Projection of these populations along the three axes based on correlation of 3 monoterpenes, separated Djanet population and plate populations (Fig. 2), as well as separation within the natural populations of Tarout and Tidedje. This overlapping is related to the elevated rate of the α-pinene and the low variation of β-pinene and myrcene components. The significant monoterpenoids variability found is an indication of the heterogeneity of the genetic structure of the C. dupreziana populations.

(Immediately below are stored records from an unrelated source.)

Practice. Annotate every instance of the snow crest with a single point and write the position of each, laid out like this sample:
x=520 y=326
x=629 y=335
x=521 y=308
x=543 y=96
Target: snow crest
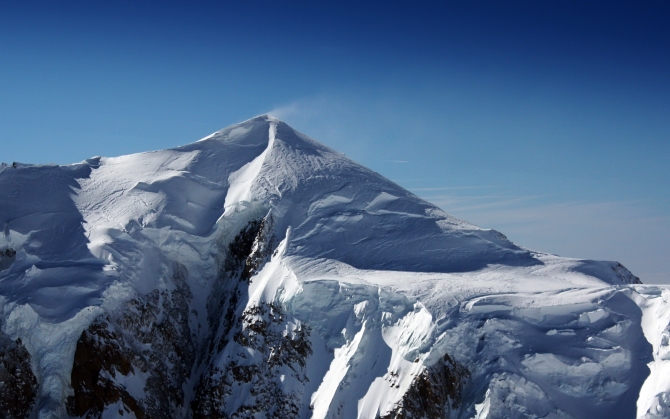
x=258 y=273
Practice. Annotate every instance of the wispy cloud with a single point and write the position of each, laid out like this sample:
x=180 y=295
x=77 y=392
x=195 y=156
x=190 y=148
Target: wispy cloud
x=626 y=231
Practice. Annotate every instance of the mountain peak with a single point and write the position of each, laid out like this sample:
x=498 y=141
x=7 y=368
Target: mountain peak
x=258 y=273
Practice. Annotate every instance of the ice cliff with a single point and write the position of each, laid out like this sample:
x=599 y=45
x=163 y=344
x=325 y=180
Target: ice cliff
x=259 y=274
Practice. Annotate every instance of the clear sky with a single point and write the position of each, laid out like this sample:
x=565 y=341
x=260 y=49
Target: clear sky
x=546 y=120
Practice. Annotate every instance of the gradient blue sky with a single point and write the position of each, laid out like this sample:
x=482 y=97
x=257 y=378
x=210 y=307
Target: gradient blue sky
x=546 y=120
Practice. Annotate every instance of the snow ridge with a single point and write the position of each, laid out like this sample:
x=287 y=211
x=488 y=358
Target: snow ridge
x=258 y=273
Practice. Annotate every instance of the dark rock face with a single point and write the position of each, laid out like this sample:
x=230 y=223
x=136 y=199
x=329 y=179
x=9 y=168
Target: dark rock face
x=434 y=392
x=149 y=342
x=18 y=385
x=254 y=353
x=270 y=351
x=150 y=337
x=7 y=256
x=99 y=357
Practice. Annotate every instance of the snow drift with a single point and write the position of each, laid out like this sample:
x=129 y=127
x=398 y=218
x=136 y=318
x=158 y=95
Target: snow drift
x=258 y=273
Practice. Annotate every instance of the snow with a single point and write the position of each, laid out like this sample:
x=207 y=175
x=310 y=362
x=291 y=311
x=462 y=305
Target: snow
x=388 y=282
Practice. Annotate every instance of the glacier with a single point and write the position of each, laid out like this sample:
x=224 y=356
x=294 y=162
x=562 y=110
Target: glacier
x=257 y=273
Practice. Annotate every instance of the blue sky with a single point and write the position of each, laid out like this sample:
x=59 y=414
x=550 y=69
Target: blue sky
x=547 y=120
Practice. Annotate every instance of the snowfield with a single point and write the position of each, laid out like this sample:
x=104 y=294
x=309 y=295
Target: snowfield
x=259 y=274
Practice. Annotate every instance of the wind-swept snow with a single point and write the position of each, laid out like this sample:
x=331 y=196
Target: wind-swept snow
x=274 y=273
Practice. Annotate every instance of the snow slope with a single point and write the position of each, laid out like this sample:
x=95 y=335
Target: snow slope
x=258 y=273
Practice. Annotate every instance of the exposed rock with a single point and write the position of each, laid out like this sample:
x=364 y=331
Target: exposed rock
x=625 y=275
x=152 y=337
x=280 y=348
x=434 y=392
x=7 y=256
x=18 y=385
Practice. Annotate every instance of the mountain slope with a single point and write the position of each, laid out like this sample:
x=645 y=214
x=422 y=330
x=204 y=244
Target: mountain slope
x=258 y=273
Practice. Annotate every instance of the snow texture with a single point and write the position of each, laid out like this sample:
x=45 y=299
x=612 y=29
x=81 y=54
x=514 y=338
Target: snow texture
x=258 y=273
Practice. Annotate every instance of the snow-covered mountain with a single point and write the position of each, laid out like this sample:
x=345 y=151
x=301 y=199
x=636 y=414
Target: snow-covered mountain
x=259 y=274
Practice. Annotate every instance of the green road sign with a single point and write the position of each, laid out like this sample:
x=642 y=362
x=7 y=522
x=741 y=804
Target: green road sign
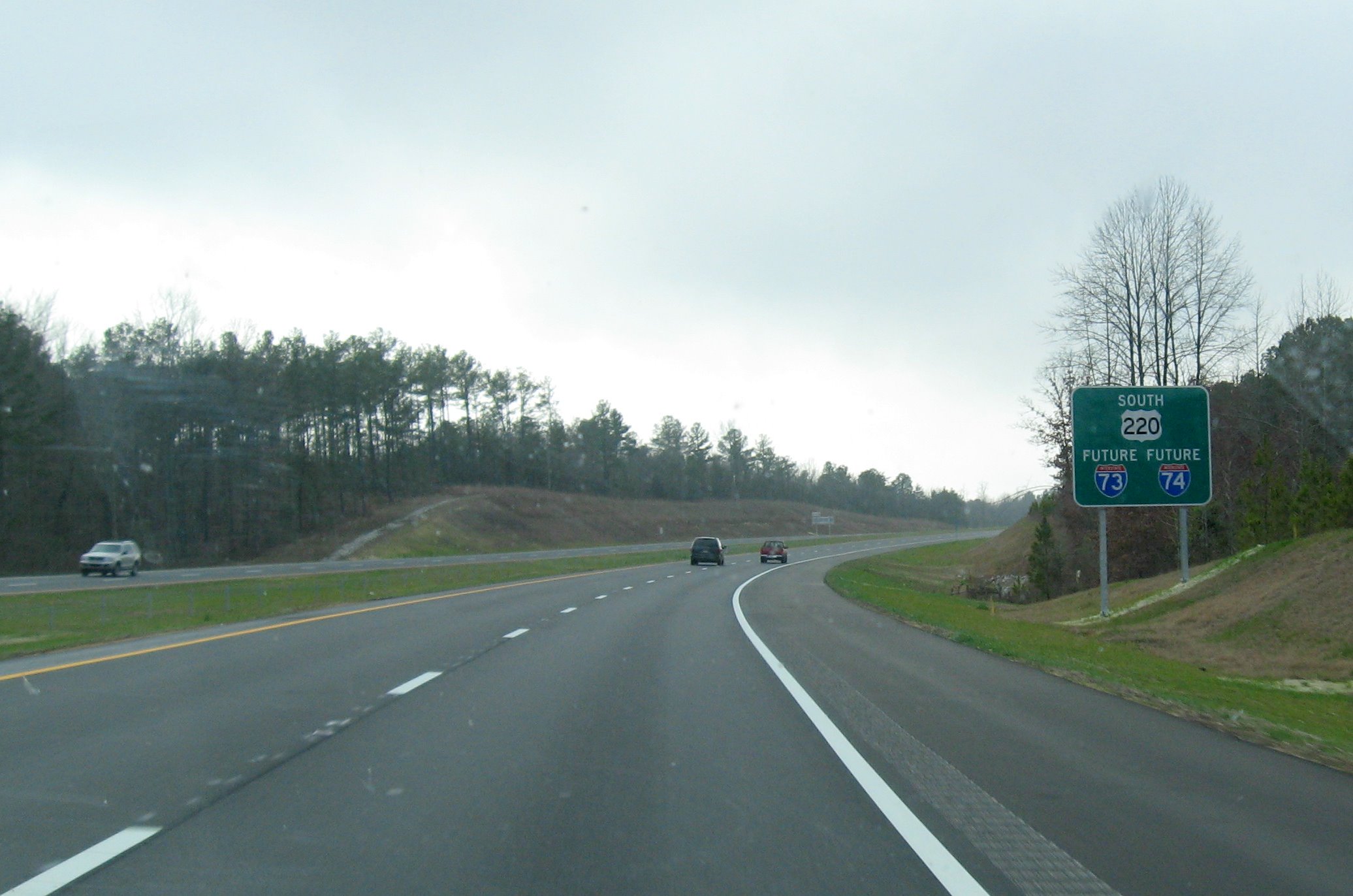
x=1141 y=445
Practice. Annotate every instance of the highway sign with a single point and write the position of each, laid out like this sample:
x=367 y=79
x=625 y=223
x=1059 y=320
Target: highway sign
x=1141 y=445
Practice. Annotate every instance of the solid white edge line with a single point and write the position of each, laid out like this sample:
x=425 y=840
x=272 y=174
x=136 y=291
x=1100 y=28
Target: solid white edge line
x=82 y=864
x=941 y=863
x=413 y=682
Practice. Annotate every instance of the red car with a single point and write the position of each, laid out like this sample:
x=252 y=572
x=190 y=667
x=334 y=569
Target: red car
x=774 y=551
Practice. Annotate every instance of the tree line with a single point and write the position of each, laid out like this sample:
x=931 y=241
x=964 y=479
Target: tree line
x=214 y=450
x=1162 y=296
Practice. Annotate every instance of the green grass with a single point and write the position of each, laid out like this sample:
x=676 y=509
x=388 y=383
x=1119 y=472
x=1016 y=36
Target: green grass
x=39 y=623
x=1318 y=726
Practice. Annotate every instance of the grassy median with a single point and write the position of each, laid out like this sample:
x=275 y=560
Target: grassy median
x=914 y=586
x=40 y=623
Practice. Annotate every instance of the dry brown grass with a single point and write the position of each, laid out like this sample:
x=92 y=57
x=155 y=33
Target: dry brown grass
x=485 y=520
x=1287 y=613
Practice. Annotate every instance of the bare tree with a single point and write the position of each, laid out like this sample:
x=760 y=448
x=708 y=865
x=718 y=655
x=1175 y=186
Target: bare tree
x=1321 y=296
x=1154 y=295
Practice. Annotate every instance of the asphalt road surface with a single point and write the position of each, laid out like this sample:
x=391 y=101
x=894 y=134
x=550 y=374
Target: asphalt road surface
x=631 y=731
x=156 y=575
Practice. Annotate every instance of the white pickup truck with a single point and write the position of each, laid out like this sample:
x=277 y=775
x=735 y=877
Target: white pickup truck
x=111 y=558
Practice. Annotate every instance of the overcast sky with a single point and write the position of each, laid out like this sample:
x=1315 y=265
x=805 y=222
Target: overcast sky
x=834 y=224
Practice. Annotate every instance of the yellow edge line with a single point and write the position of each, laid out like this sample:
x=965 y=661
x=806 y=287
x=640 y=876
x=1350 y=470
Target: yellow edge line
x=302 y=622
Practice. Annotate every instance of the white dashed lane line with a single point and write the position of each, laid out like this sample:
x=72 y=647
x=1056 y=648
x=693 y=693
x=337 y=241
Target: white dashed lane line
x=405 y=688
x=82 y=864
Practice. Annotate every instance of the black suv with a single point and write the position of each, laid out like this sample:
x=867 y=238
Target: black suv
x=707 y=550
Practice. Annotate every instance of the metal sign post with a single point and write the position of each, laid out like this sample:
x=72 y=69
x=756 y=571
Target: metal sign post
x=1103 y=562
x=1141 y=447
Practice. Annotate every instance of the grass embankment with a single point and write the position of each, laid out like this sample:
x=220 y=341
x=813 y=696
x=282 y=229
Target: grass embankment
x=40 y=623
x=915 y=585
x=487 y=520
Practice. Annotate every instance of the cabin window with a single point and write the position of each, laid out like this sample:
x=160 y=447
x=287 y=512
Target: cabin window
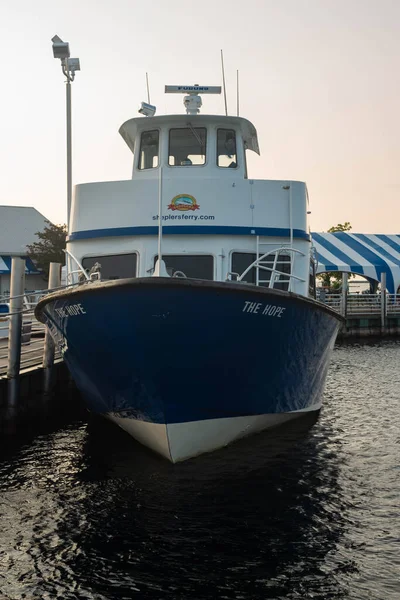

Results of the Principal Components Analysis (PCA): Principal components analysis of six variables resulted in three eigenvectors accounting for 82.3% of the total variation presents in the original data. The first two components explained respectively 62.8 and 19.5% of the total variation. The ordination of populations means along these two vectors is shown in (Fig. 3).
|Fig. 2:||Projection of Cupressus dupreziana populations, based on three terpenes|
|Fig. 3:||Ordination of the first two principal axes of Cupressus dupreziana populations|
This analysis clustered populations in four groups, (Ineledje, Tamrit, Tassendjout, Tinharwida, Tifetest) are characterised by a high rate of Δ3-carene and terpinolene. These populations are found in open craggy Oueds with frequent temporary gueltas (temporary reserve water).
While in the dry gritty Oueds, populations of Tichwinet, Amazar, Ingharouhane, Tarout and Tintarout are found as a specific group characterised by α-pinene, β-pinene and with low contain of myrcene. These populations are localised in rocky and dry rivers. Tidedje with the highest rate of Δ3-carene, limonene and terpinolene, is insulated on dry sandy grounds. Whereas Djanet-planted stand population, localised in humid gritty soils, is characterised by limonene and myrcene.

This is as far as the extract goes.